New York - Die Vollversammlung der Vereinten Nationen will an diesem Donnerstag über die Anerkennung eines Staates Palästina entscheiden. An einer breiten Zustimmung bestehen kaum Zweifel, allerdings gilt die Statusaufwertung zum "Beobachterstaat" nur innerhalb der Uno-Organisation. Auswirkungen auf die Anerkennung durch einzelne Staaten hat die Entscheidung nicht. Kritiker fürchten zudem, dass der vor allem symbolische Schritt den stockenden Friedensprozess zwischen Israelis und Palästinensern weiter belastet. Noch im letzten Moment versuchten US-Diplomaten erfolglos, Palästinenserpräsident Mahmud Abbas von seinem Vorhaben abzubringen.

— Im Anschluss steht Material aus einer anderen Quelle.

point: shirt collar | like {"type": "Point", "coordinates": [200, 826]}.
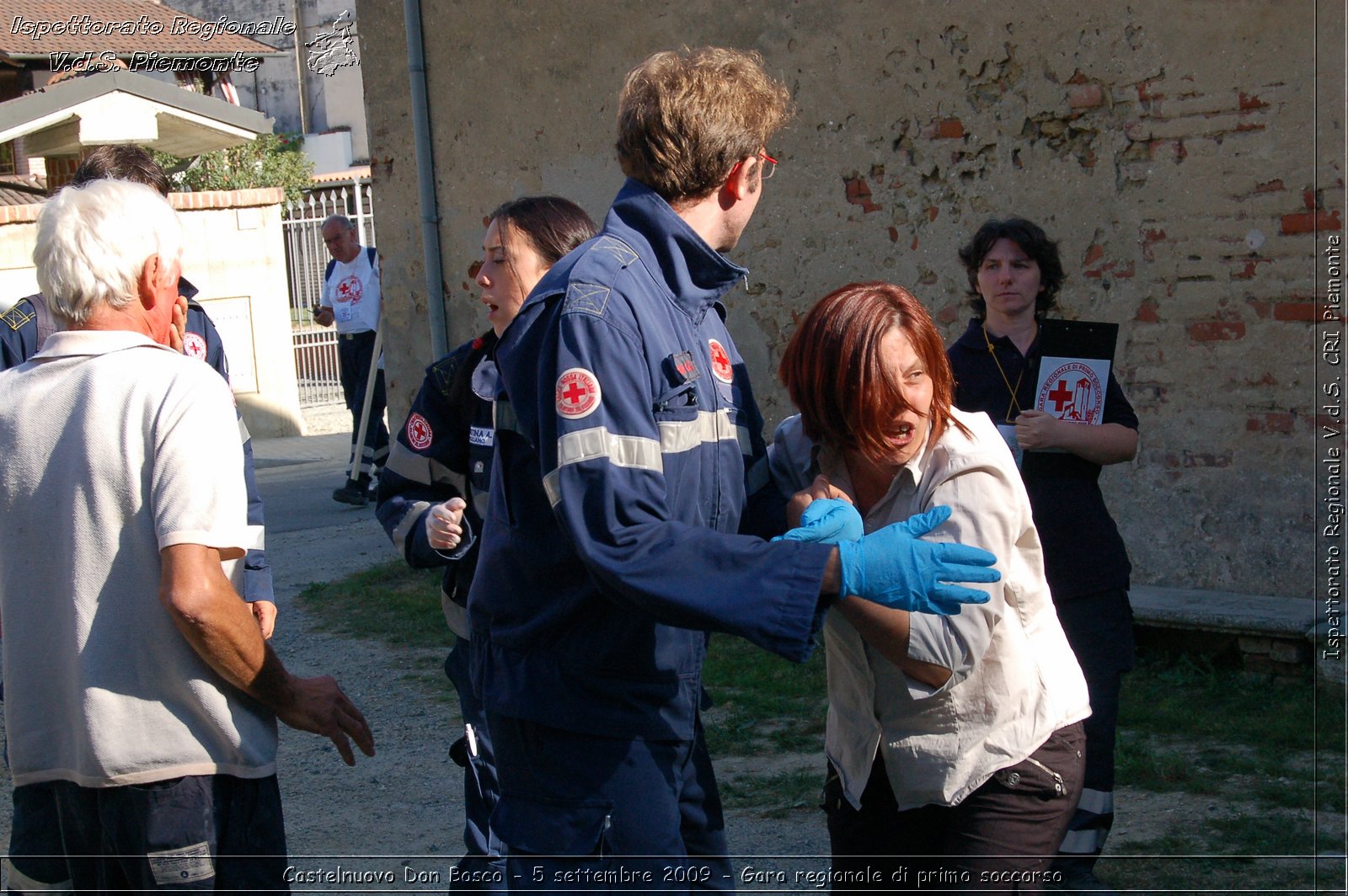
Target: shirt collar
{"type": "Point", "coordinates": [88, 343]}
{"type": "Point", "coordinates": [696, 274]}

US-Außenministerin Hillary Clinton lehnte den Abbas-Plan erneut ab. Der einzige Weg, um eine dauerhafte Lösung des Konflikts zwischen Israel und den Palästinensern zu erreichen, seien direkte Verhandlungen, sagte Clinton am Mittwochabend in Washington. "Ich habe oft gesagt, dass der Pfad zu einer Zweistaatenlösung, die die Hoffnungen des palästinensischen Volkes erfüllt, über Jerusalem und Ramallah führen muss, nicht über New York."

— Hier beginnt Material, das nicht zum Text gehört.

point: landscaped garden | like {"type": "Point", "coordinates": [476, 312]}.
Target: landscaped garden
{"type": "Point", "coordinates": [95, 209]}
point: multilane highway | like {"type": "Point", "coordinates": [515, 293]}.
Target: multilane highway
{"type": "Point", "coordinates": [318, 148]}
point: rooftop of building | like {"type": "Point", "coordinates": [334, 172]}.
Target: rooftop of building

Berlin wird den Antrag von Abbas nicht unterstützen. "Eine Zustimmung Deutschlands zu einer solchen Resolution wird es nicht geben", sagte Regierungssprecher Steffen Seibert. Unklar ist aber noch, ob die deutschen Diplomaten sich enthalten oder mit Nein stimmen. Der Sprecher des Auswärtigen Amtes, Andreas Peschke, sagte, die Abstimmung habe angesichts der angespannten Lage im Nahen Osten eine "große Brisanz". Er räumte ein, dass die Gespräche innerhalb der EU kompliziert seien. "Das sind schwierige Diskussionen, aber sie sind noch nicht abgeschlossen."
Viele Länder haben aber schon ihre Zustimmung angekündigt. Dazu zählen Frankreich und die Schweiz, Spanien und Portugal, Österreich und Luxemburg, Norwegen und Dänemark. Ablehnung kommt unter anderem aus den Niederlanden, Kanada, den USA und natürlich Israel.

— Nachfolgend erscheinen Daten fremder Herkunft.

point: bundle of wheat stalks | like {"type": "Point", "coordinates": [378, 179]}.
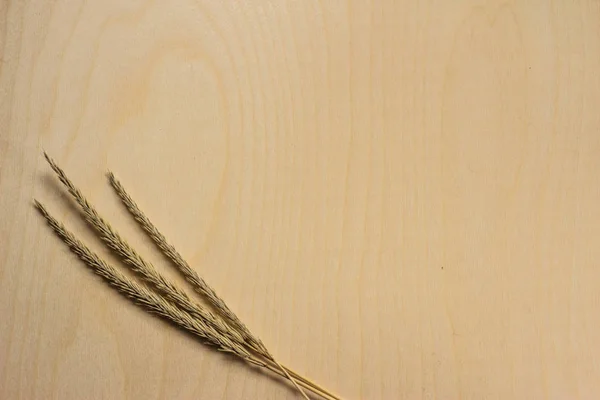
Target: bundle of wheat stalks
{"type": "Point", "coordinates": [215, 323]}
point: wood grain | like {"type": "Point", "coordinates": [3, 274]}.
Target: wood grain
{"type": "Point", "coordinates": [401, 198]}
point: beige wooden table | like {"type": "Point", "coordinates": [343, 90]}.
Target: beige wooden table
{"type": "Point", "coordinates": [401, 198]}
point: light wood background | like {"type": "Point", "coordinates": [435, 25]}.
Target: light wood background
{"type": "Point", "coordinates": [401, 198]}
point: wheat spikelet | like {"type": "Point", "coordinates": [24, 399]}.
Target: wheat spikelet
{"type": "Point", "coordinates": [231, 337]}
{"type": "Point", "coordinates": [114, 241]}
{"type": "Point", "coordinates": [155, 304]}
{"type": "Point", "coordinates": [138, 293]}
{"type": "Point", "coordinates": [197, 283]}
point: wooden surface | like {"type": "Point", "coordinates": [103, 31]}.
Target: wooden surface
{"type": "Point", "coordinates": [401, 198]}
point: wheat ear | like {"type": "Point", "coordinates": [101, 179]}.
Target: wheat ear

Abbas kann auf Zwei-Drittel-Mehrheit hoffen
Wie das US-Außenministerium am Mittwoch mitteilte, trafen der stellvertretende Außenminister William Burns und der amerikanische Nahost-Sonderbeauftragte David Hale mit Abbas in New York zu einem Gespräch zusammen. Sie hätten ihm verdeutlicht, dass es in der US-Regierung eine "sehr reale Besorgnis über die palästinensische Initiative in der Uno-Vollversammlung" gebe, sagte Außenamtssprecherin Victoria Nuland in Washington. Der Schritt der Palästinenser würde sie nicht näher an ihr Ziel bringen, ein unabhängiger Staat an der Seite Israels zu werden. Nach Angaben des palästinensischen Unterhändlers Sajeb Erakat ließ Abbas die Unterhändler bei dem Treffen in einem Hotel abblitzen.
Abbas hatte im September vorigen Jahres die Uno-Mitgliedschaft eines Staates Palästina beantragt. Darüber muss unter anderem der Sicherheitsrat entscheiden, und da drohen die USA mit einem Veto, so lange es keine Friedenslösung mit Israel gibt.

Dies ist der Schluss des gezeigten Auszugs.